Difference between TensorFlow and PyTorch implementations

VGGish was originally implemented in TensorFlow. We use the PyTorch implementation by harritaylor/torchvggish The difference in values between the PyTorch and Tensorflow implementation is negligible. However, after updating the versions of the dependencies, the values are slightly different. If you wish to use the old implementation, you can use the conda environment at the b21f330 commit or earlier.
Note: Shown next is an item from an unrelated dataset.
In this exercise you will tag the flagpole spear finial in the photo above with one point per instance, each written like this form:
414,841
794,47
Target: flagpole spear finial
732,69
The following table shows the difference in values.

python main.py \
    feature_type=vggish \
    video_paths="[./sample/v_GGSY1Qvo990.mp4]"

Original (./sample/v_GGSY1Qvo990.mp4):
[[0.         0.04247099 0.09079538 ... 0.         0.18485409 0.        ]
 [0.         0.         0.         ... 0.         0.5720243  0.5475726 ]
 [0.         0.00705254 0.15173683 ... 0.         0.33540994 0.10572422]
 ...
 [0.         0.         0.36020872 ... 0.         0.08559107 0.00870359]
 [0.         0.21485361 0.16507196 ... 0.         0.         0.        ]
 [0.         0.31638345 0.         ... 0.         0.         0.        ]]
max: 2.31246495; mean: 0.13741589; min: 0.00000000

b21f330 and ealier (./sample/v_GGSY1Qvo990.mp4):
[[0.         0.04247095 0.09079528 ... 0.         0.18485469 0.        ]
 [0.         0.         0.         ... 0.         0.5720252  0.5475726 ]
 [0.         0.0070536  0.1517372  ... 0.         0.33541012 0.10572463]
 ...
 [0.         0.         0.36020786 ... 0.         0.08559084 0.00870359]
 [0.         0.21485506 0.16507116 ... 0.         0.         0.        ]
 [0.         0.31638315 0.         ... 0.         0.         0.        ]]
max: 2.31246495; mean: 0.13741589; min: 0.00000000

Current (./sample/v_GGSY1Qvo990.mp4):
[[0.         0.0752698  0.12985817 ... 0.         0.18340725 0.00647891]
 [0.         0.         0.         ... 0.         0.5479691  0.6105871 ]
 [0.         0.03563304 0.1507446  ... 0.         0.20983526 0.15856776]
 ...
 [0.         0.         0.3077196  ... 0.         0.08271158 0.03223182]
 [0.         0.15476668 0.25240228 ... 0.         0.         0.        ]
 [0.         0.3711498  0.         ... 0.         0.         0.        ]]
max: 2.41924119; mean: 0.13830526; min: 0.00000000

Credits

The PyTorch implementation of vggish.
The VGGish paper: CNN Architectures for Large-Scale Audio Classification.

License

The wrapping code is under MIT but the vggish implementation complies with the harritaylor/torchvggish (same as tensorflow) license which is Apache-2.0.